Iren wählen neues Parlament - Migration eines der Hauptthemen
In Irland sind die Menschen am Freitag zur mit Spannung erwarteten Parlamentswahl aufgerufen gewesen. Bis zum späten Abend sollten die Wähler die neuen Mitglieder des 174 Sitze umfassenden Unterhauses des Parlaments bestimmen, es wurde ein enges Rennen erwartet. Die beiden konservativen Parteien der bisherigen Koalition, Fine Gael und Fianna Fail, lieferten sich zuletzt in Umfragen ein Kopf-an-Kopf-Rennen mit der linksnationalistischen Oppositionspartei Sinn Fein. Alle drei lagen demnach bei rund 20 Prozent. Eines der wichtigsten Wahlkampfthemen war die Einwanderung.
Fine Gael von Premierminister Simon Harris fiel zuletzt in Umfragen zurück, ihr Koalitionspartner Fianna Fail sowie Sinn Fein gingen knapp in Führung. Anfang des Monats hatte Fine Gael noch als Favorit gegolten, doch die Regierungspartei verlor nach einer Reihe von Pannen und Fehltritten an Rückhalt.
Harris, Irlands jüngster Premierminister, gab seine Stimme am Morgen in seinem Wahlkreis Delgany südlich der Hauptstadt Dublin ab. Es habe ihm Freude gemacht, seine politische Vision als Premierminister darzulegen, sagte er. Nun freue er sich darauf, dass die Menschen zu Wort kämen.
Nicht überall in seinem Wahlkreis wurde Harris' Optimismus geteilt. Der IT-Mitarbeiter Kevin Barry sagte der Nachrichtenagentur AFP mit Blick auf die Wahl, alle Optionen erschienen "so schrecklich". Er tendiere zwar zur Regierungskoalition, sei jedoch auch mit der nicht wirklich zufrieden. Diese sei "für das Chaos verantwortlich, in dem wir uns befinden, insbesondere im Hinblick auf den Wohnungsbau". Die im Gesundheitswesen tätige Peta Scott sagte, durch die Probleme auf dem Wohnungsmarkt sei es für ihre Kinder "eine Herausforderung" gewesen, in Irland zu bleiben.
Im Norden Dublins stimmte der Lkw-Fahrer Deric Sweeman nach eigenen Angaben für Sinn Fein. "Es ist Zeit für einen Wechsel", sagte er. Verbesserungen in den Bereichen Wohnungsmarkt und Infrastruktur müssten für die nächste Regierung Priorität haben.

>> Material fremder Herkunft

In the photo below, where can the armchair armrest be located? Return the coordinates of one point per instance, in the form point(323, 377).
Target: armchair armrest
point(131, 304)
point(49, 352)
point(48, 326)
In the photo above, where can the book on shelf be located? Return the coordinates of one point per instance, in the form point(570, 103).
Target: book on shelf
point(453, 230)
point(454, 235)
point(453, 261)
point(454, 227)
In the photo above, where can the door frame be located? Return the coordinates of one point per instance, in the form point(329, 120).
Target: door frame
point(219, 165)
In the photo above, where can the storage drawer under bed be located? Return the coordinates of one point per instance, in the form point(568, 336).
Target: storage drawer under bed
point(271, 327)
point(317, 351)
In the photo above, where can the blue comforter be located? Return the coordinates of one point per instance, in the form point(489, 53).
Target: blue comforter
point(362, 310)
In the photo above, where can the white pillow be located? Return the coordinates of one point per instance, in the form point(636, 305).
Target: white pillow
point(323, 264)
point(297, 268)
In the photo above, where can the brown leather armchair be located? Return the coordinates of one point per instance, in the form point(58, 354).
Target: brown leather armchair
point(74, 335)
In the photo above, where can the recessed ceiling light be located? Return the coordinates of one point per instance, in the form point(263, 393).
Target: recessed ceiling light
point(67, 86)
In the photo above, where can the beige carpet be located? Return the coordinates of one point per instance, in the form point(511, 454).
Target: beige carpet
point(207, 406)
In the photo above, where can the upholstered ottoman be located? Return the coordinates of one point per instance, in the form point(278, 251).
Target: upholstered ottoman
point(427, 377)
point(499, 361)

Die Eindämmung der Migration und die hohen Lebenshaltungskosten zählten im Vorfeld der Parlamentswahl zu den zentralen Themen. Unter den Iren wächst der Unmut über die Einwanderungspolitik, so dass diese erstmals zu den großen Wahlkampfthemen gehörte. Irlands boomende Wirtschaft zieht viele Einwanderer an, was auch zu Wohnungsproblemen führte. Dennoch haben rechtsextreme Parteien in dem EU-Land bisher kaum Zulauf.

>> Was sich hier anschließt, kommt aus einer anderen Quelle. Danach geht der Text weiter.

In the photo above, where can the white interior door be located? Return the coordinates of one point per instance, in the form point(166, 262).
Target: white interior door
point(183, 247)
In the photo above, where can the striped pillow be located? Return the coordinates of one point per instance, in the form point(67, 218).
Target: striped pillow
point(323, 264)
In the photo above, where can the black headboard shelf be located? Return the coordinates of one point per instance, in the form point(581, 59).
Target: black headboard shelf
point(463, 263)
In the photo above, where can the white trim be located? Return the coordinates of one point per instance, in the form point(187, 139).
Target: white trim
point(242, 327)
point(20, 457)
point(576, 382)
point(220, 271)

Die Auszählung der Parlamentswahl soll am Samstagmorgen beginnen, im Laufe des Tages werden Teilergebnisse erwartet. Ein endgültiges Ergebnis könnte wegen des komplexen Wahlsystems in dem EU-Mitgliedstaat erst in einigen Tagen vorliegen. Es gilt als sehr unwahrscheinlich, dass eine Partei genügend Stimmen erhalten wird, um allein zu regieren.
Die vergangenen Wahl im Jahr 2020 hatte Sinn Fein gewonnen. Die Partei, die aus dem politischen Flügel der paramilitärischen Untergrundorganisation IRA hervorgegangen war, konnte jedoch keinen Koalitionspartner finden. Schließlich einigte sich Fine Gael - seit 2011 an der Regierung beteiligt - mit Fianna Fail darauf, das Amt des Premierministers zwischen beiden Parteien zu rotieren. Neben den beiden konservativen Parteien wurden auch die Grünen Teil der Regierungskoalition.

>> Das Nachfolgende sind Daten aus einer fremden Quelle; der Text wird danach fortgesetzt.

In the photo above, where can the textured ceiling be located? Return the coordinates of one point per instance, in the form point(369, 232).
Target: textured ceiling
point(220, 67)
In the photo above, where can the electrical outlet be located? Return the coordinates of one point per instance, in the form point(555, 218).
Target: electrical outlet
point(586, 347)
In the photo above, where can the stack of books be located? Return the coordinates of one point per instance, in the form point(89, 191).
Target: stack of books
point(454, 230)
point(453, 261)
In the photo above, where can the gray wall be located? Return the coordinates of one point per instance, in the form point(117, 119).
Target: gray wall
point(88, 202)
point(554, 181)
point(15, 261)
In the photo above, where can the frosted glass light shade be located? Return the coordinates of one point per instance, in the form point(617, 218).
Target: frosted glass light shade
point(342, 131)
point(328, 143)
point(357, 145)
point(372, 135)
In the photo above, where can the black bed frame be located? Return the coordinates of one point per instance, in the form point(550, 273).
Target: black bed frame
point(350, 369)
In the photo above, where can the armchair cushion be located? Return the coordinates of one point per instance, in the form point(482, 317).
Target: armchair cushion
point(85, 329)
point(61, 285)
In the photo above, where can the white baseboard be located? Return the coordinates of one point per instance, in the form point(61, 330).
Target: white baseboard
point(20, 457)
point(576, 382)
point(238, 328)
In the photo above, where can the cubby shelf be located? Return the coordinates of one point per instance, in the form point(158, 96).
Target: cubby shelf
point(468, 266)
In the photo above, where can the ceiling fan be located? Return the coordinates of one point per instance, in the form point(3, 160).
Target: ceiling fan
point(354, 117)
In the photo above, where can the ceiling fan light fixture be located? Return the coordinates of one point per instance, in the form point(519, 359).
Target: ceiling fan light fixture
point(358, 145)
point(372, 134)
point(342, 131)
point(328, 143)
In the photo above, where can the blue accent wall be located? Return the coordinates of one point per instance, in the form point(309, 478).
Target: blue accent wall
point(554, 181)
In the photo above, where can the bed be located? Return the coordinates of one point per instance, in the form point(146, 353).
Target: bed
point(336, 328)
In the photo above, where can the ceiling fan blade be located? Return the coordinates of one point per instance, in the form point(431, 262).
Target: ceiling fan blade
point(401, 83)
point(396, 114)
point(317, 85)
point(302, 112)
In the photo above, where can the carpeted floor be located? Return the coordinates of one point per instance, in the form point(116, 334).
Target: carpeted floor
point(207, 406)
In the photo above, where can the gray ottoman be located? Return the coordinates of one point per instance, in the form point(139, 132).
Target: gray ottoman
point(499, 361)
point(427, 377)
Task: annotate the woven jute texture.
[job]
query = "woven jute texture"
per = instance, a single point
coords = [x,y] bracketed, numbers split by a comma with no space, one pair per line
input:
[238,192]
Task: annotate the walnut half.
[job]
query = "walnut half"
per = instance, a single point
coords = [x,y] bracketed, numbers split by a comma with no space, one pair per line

Irlands Wirtschaft ist von ausländischen Direktinvestitionen und Steuerzahlungen insbesondere von US-Technologie- und Pharmariesen abhängig. Die Drohungen des künftigen US-Präsidenten Donald Trump, Zölle zu erhöhen und Steuern von US-Firmen aus Ländern wie Irland in die USA zu holen, haben jedoch Sorgen um die wirtschaftliche Stabilität hervorgerufen.